Research reveals magma activity beneath long-dormant Mount Edgecumbe

    Mount Edgecumbe rises in the foreground with Crater Ridge behind and to the north in May 2022. (Photo by Max Kaufman)

    Sitka, Alaska (KINY) - Ronni Grapenthin, University of Alaska Fairbanks Associate Professor of Geodesy, talked about the Alaska Volcano Observatory's new research method.

    Mount Edgecumbe, at 3,200 feet, is on Kruzof Island on the west side of Sitka Sound.

    Edgecumbe is 15 miles west of Sitka.

    It's part of the Mount Edgecumbe Volcanic Field, which includes the domes and crater of Crater Ridge.

    Ronni Grapenthin, University of Alaska Fairbanks Associate Professor of Geodesy talked about the Alaska Volcano Observatory's new research method.

    "What we've done is play data from tasks of such analysis. We were able to analyze large volumes of satellite data quite rapidly in cloud computing environment that was developed by the Alaska Satellite Facility here at UAF. That allowed us to analyze data that usually would have taken to several weeks to months within a few days."

    The new research approach leads to earlier detection of volcanic unrest in Alaska.

    Grapenthin confirmed this new satellite research method will be applied towards other Alaska volcanoes.

    "Edgecumbe was really a test case because we had just set up the analysis to these approaches. We've been expanding this now to move towards monitoring of the rest of the Alaska volcanoes in a similar way. It's routine satellite based, deformation analysis along the Aleutian Arc and Cook Inlet volcanoes. We're pretty close to doing that on a weekly basis now for all of these volcanoes."

    Grapenthin explained what their research has found.

    "What we found is that starting in about August 2018, fairly constant rates over the last three and a half years. We related that to magma motion under Edgecumbe where we believe that magma is migrating upwards. Starting at about from a reservoir at about 20 kilometers depth to shallower depth than about 10 kilometers."

    He continued on the magma's current effects.

    "The ground uplifts started in about August 2018 and has been constant at about seven or so centimeters per year. The areas that deform the most. What we believe is happening is that the earthquakes, retrospective analysis shows them starting in about summer of 2019; the earthquakes are related to stress releases in the crust as it is being pushed upwards by by the magma. So, small fractures in the ground that are slipping because of this slight ballooning effect that the magma is causing. The earthquakes were fairly noticeable starting in about January of 2020. There was a sequence of large earthquakes that initiated with the magnitude three earthquake in the area. That sequence kind of subsided over a few weeks. And then this year in April, we had another sequence of larger earthquakes that were detected by the seismic network. We put that out to monitor for these kind of larger tectonic earthquakes that caught our attention."

    Grapenthin emphasized an eruption is not imminent.

    "The last three and a half years we've had this constant deformation signal. We haven't detected any changes to that. So what we know from our analysis, magma is still accumulating at about 10 kilometers. Seismic activity that we saw in early April of this year has subsided. Keeping an eye on the volcano we have now ground based instrumentation installed, they have seismometer closer to the volcano. A GPS station to measure deformation too.

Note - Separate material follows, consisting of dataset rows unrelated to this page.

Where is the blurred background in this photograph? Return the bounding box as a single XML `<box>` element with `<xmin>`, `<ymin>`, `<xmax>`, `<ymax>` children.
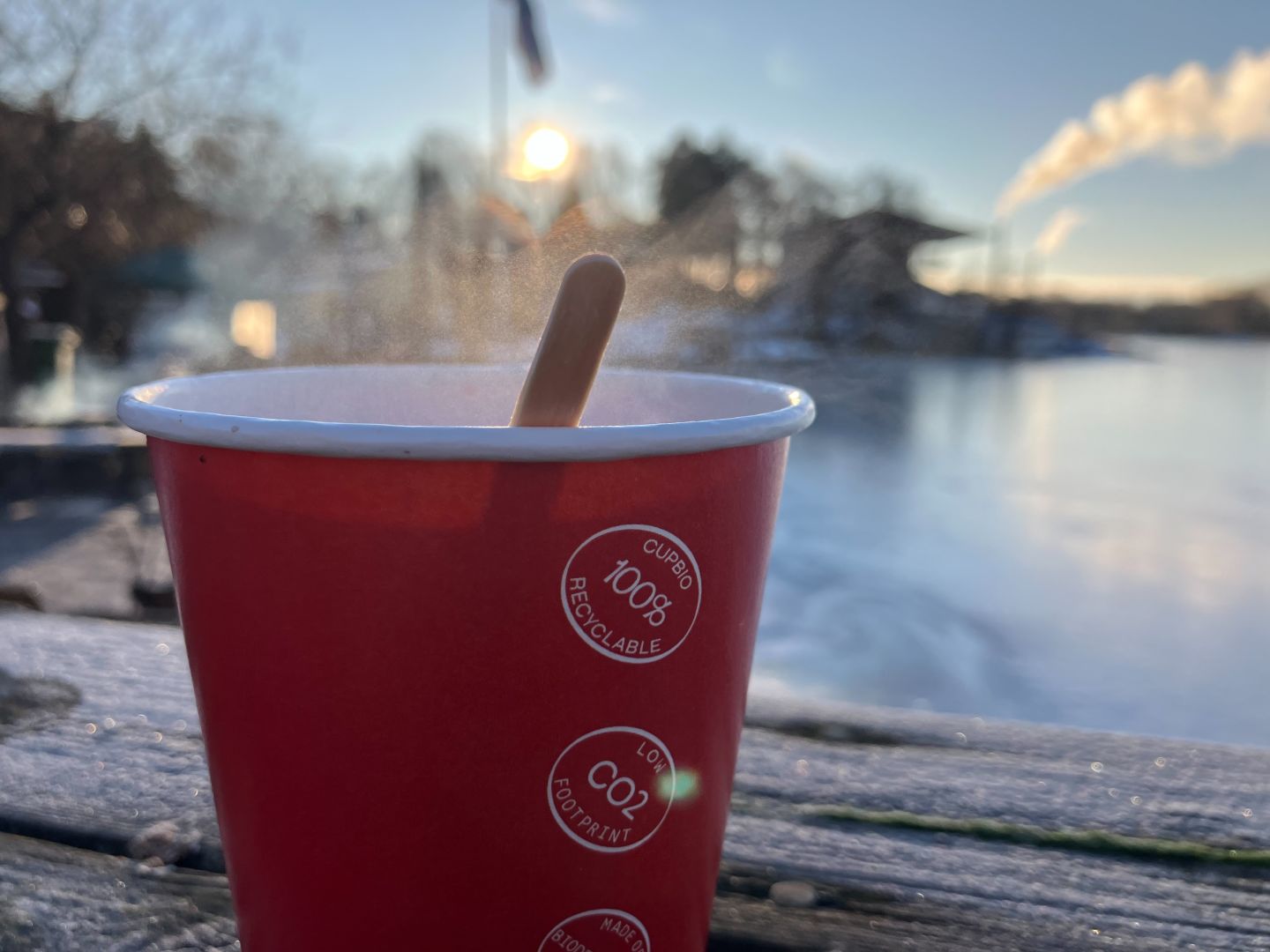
<box><xmin>0</xmin><ymin>0</ymin><xmax>1270</xmax><ymax>745</ymax></box>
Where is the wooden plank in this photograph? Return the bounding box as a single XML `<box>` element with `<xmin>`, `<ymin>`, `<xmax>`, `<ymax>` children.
<box><xmin>0</xmin><ymin>836</ymin><xmax>1270</xmax><ymax>952</ymax></box>
<box><xmin>0</xmin><ymin>612</ymin><xmax>1270</xmax><ymax>856</ymax></box>
<box><xmin>7</xmin><ymin>612</ymin><xmax>1270</xmax><ymax>952</ymax></box>
<box><xmin>0</xmin><ymin>836</ymin><xmax>239</xmax><ymax>952</ymax></box>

We would expect to see changes in the earthquake rate, the earth characteristics and also the way the volcanoes deforming before any eruption will take place."

    He said that the last eruption is estimated to be 800 to 900 years ago.

    "There's oral history from local T'lingit travelers that visited the area by canoe to explore. They reported as was handed down by Herman Kitka, a mountain that was smoking and there were fires that came from the mountains. They went to investigate. That is the most recent report of activity that we have for Mount Edgecumbe. If we hear an account like that we think about that as perhaps some small scale fire fountaining type eruption. Not the new major explosive eruption that we often think of when we hear about a volcano erupting."

    Grapenthin thanked the other research method partners.

    "It was a great collaboration between people here locally. At the Geophysical Institute, colleagues at the Satellite Alaska Satellite Facility, Alaska Volcano Observatory collaborators at GGS, the Division of Geophysical and Geological Services, the State Survey and the USGS. It was excellent to collaborate with the Sitka Sound Science Center."